Ist das denn die Möglichkeit? Hatte er nicht gerade noch.... Aber jetzt: heillose Gier macht sich in ihm breit. Alles hat er vom König erlassen bekommen. Alles hat er vom König geschenkt bekommen – aber alles ist nicht genug. Es muss mehr sein, immer mehr. Und so läuft er los und treibt ein, was er meint, bei anderen noch gut zu haben. Nix mit freudiger Weitergabe des Empfangenen. Nix mit dem Ergreifen des Lebens, das ihm gerade geschenkt. Sofort ist er wieder im alten Trott. Sofort schaut er nur auf sich selbst und bemerkt in diesem Kreisen um sich selbst gar nicht, dass er dabei ist, alles zu verspielen. Wie kann man nur so herzlos sein? Wie kann man nur so blind sein? Wie kann man nur so undankbar sein? Wie kann man nur..... Aber: Wie hättest Du Dich verhalten?
Und der König?
31Als aber seine Mitknechte das sahen, wurden sie sehr betrübt und kamen und brachten bei ihrem Herrn alles vor, was sich begeben hatte. 32Da forderte ihn sein Herr vor sich und sprach zu ihm: Du böser Knecht! Deine ganze Schuld habe ich dir erlassen, weil du mich gebeten hast; 33hättest du dich da nicht auch erbarmen sollen über deinen Mitknecht, wie ich mich über dich erbarmt habe? 34Und sein Herr wurde zornig und überantwortete ihn den Peinigern, bis er alles bezahlt hätte, was er ihm schuldig war.
Wer kann es dem König verdenken, dass er zornig wird. So war das nicht gedacht mit dem Schuldenerlass. So haben wir nicht gewettet! Ich habe Dir nicht das Leben geschenkt, damit Du es anderen nimmst. Ich habe Dir nicht die Luft zum atmen gegeben, damit Du anderen die Kehle zuschnürst! Du hast nichts verstanden von meinem Handeln. Du hast meine Vergebung nicht nur nicht verdient – denn das kannst Du ohnehin nicht – Du hast sie regelrecht verwirkt.

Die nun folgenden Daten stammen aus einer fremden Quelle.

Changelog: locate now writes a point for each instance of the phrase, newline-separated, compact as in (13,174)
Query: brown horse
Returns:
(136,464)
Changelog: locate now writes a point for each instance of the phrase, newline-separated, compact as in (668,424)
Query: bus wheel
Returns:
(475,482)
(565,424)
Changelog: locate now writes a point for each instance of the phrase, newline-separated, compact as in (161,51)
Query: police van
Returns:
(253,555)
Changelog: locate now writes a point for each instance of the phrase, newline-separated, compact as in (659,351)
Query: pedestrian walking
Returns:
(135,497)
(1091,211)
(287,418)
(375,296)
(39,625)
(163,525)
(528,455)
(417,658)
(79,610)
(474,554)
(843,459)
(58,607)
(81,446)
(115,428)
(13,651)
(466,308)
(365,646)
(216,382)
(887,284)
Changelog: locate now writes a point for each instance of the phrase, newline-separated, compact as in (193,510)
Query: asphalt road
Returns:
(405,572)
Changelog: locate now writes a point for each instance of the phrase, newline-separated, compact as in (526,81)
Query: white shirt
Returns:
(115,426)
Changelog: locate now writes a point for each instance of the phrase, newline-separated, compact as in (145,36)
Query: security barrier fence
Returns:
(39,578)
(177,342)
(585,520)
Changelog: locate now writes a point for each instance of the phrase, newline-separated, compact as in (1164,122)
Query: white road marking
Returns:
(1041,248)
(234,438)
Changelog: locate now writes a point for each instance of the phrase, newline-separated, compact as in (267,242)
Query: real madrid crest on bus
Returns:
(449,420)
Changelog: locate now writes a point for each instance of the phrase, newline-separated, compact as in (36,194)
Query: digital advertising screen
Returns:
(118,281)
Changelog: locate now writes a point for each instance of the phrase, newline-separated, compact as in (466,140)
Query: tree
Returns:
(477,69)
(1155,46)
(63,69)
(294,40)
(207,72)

Ich habe Dir die Perspektive meiner Barmherzigkeit angeboten – Du bleibst bei Deiner Hartherzigkeit.
Ich habe Die Vergebung geschenkt – Du bleibst bei Deinem kalten Berechnen.
Wenn Du es nicht anders willst: Raus mit Dir, ab zu den Peinigern. Du wirst mir alles zurückzahlen – alles. Nicht weil ich es will, sondern weil Du mit Deinem Handeln selber gezeigt hast, dass Du es willst.
Und Jesus schließt:
35So wird auch mein himmlischer Vater an euch tun, wenn ihr einander nicht von Herzen vergebt, ein jeder seinem Bruder.
Das, liebe Gemeinde, ist vielleicht das Entscheidende. Dem Knecht wird kein Unrecht getan mit dem Handeln des Königs. Er bekommt nur, was er ohnehin verdient hatte. Und weiter: Er bekommt nur, was er im Grunde selber für richtig hält, sonst hätte er ja seinen Mitknechten gegenüber anders verhalten. Man sollte nicht, wie in manchen Auslegungen zu dieser Geschichte immer wieder zu lesen, gleich davon sprechen, dass mit dem strafenden König hier ein Gottesbild eingeführt werde, das dem unseren nicht mehr entspricht. Immer wieder kommt es im Matthäusevangelium ja vor, dass Gleichnisse für den ein oder anderen in der Finsternis enden, wo „Heulen und Zähneklappern“ herrschen. Aber: Ist der König, ist Gott, hier ein so willkürlich strafenden Wesen, wie manche behaupten? Ich bin der Meinung, dass vielleicht sogar eher anders herum ein Schuh draus wird: Der König in dem Gleichnis Jesu ist kein willkürlicher Herrscher, sondern jemand, der das Handeln seiner Untergebenen ernst nimmt. Er wischt nicht über das Verhalten des Knechtes gegenüber seinen Kollegen hinweg mit einem „Ach, das hat der Kleine ja gar nicht so gemeint“, was nicht weniger als einer Entmündigung dieses Menschen gleichkäme. Er nimmt es ernst und sagt: Wenn Du, Knecht, Dir das Gesetz meiner Gnade und Barmherzigkeit nicht gefallen lassen willst, dann will ich Dich auch auch nicht darauf verpflichten; dann passe ich mich Deinem berechnenden, selbstbezogenen und gierigem Verhalten an. Nicht, indem ich willkürlich handle, sondern indem ich einfach nur Dir den Spiegel über Dein Tun vor Augen halte.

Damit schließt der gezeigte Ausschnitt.